Para tanto, a atual administração municipal fez deslanchar o Núcleo de Apoio ao Pequeno Empreendedor de Igaraçu do Tietê (Nu-Papi) como uma das primeiras iniciativas da recém-criada Secretaria de Desenvolvimento e Relações do Trabalho, sob o comando de Eli Giglioti.
O núcleo diploma dia 22 deste mês a primeira turma de 100 profissionais qualificados para atuar na indústria do calçado. A escola é uma parceria entre prefeitura, Serviço Nacional de Aprendizagem Industrial (Senai-SP) e Serviço Brasileiro de Apoio às Micro e Pequenas Empresas (Sebrae-SP).
Nos últimos 60 dias, o grupo se habilitou no curso de pesponto, corte de calçados e outros conteúdos.
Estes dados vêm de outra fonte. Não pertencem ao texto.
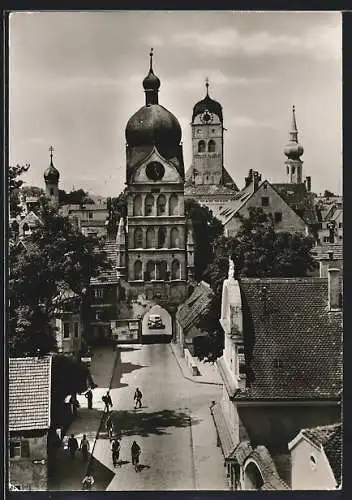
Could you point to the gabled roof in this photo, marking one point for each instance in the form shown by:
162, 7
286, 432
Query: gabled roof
293, 344
267, 467
29, 393
191, 310
329, 437
108, 276
299, 199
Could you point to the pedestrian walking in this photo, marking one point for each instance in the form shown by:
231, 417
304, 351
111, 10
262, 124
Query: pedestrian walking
138, 398
135, 452
84, 447
89, 396
107, 401
72, 446
115, 451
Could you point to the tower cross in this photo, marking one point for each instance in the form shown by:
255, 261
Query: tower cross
151, 59
51, 149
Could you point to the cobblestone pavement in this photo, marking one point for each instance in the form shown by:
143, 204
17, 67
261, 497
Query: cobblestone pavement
174, 427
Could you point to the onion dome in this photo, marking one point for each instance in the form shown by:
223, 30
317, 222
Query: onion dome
153, 124
51, 174
293, 150
207, 104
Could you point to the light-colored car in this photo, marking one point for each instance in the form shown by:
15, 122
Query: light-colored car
155, 321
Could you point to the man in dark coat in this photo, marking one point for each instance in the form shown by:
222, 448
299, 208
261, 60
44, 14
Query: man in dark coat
72, 446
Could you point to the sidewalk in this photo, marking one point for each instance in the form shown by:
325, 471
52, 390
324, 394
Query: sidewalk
208, 372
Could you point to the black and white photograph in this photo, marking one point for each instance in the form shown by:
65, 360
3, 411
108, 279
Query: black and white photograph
174, 251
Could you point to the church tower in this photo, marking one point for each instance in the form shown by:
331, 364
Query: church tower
156, 239
207, 180
207, 141
51, 178
293, 150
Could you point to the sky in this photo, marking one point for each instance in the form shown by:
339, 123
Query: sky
75, 78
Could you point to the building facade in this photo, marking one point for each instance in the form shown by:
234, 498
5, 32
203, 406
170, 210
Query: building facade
207, 180
154, 242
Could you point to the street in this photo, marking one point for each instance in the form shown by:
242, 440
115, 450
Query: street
174, 427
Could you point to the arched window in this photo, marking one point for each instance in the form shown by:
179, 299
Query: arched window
252, 477
148, 205
173, 205
161, 270
161, 237
174, 238
150, 238
138, 270
137, 205
150, 272
138, 238
201, 147
161, 204
175, 270
211, 146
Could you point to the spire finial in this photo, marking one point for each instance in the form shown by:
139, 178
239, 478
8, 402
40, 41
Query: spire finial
151, 59
207, 84
51, 149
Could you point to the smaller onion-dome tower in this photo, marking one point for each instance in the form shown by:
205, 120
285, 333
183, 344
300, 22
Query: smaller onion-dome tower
293, 150
51, 178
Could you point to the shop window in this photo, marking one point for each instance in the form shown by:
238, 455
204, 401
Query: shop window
66, 330
138, 270
161, 204
201, 147
19, 448
174, 238
173, 204
149, 203
150, 237
175, 270
137, 205
211, 146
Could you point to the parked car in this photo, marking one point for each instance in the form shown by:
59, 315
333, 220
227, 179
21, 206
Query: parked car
155, 321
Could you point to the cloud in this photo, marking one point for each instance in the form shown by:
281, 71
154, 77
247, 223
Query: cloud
195, 78
248, 122
321, 42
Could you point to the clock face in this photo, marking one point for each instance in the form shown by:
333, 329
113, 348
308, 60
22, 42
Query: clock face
207, 117
155, 171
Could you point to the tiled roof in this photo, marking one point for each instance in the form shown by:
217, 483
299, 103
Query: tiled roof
29, 393
293, 344
299, 199
321, 252
108, 276
191, 310
330, 438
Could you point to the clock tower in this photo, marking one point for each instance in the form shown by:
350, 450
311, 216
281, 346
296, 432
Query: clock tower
156, 238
Mais do que mão-de-obra especializada para o pólo calçadista de Jaú, município vizinho, o Nu-Papi busca fomentar novos empreendedores com telessalas “Aprender a Empreender”, que em setembro último propiciaram aos participantes acesso a informações sobre empreendedorismo e gestão de negócios.
A equação montada com profissionalização, noção de negócios se completa com o acesso ao crédito. Conforme o prefeito Guilherme Fernandes (PSDB), está programado para novembro a inauguração do Banco do Povo Paulista, uma parceria com o Governo do Estado de São Paulo.
O banco disponibilizará linhas de microcrédito para financiar pequenas empresas, como as prestadoras de serviço no segmento calçadista. A Secretaria Municipal de Desenvolvimento vislumbra a criação de uma cooperativa formada por profissionais do núcleo.
“O Banco do Povo vai financiar quem queira montar sua pequena empresa emprestando até R$ 5.000,00, com juros de 1% ao mês. Quem quiser trabalhar com a cooperativa irá ter serviço das fábricas de Jaú e de Barra Bonita”, acrescenta Fernandes.
Fernandes entende que essa é a alternativa para Igaraçu se viabilizar economicamente e socialmente. Ele explica que a Usina da Barra, pertencente ao Grupo Cosan, gerou e ainda gera grande parte dos postos de trabalho existentes na cidade.
Segundo dados do site da Cosan, a colheita mecanizada, que dispensa grande parte da mão-de-obra e a queima da palha, representa hoje 20% da cana colhida pela empresa na safra. Se ainda não predomina nas lavouras de cana-de-açúcar, a mecanização da colheita, somada à proibição gradativa da queimada nas plantações definida pela lei estadual número 11.241, é uma ameaça real a postos de trabalho nos municípios dependentes do cultivo. “Estamos preocupados em desenvolver a cidade em outro rumo, porque a tendência é a máquina fazer o corte e já carregar a cana”, justifica Fernandes.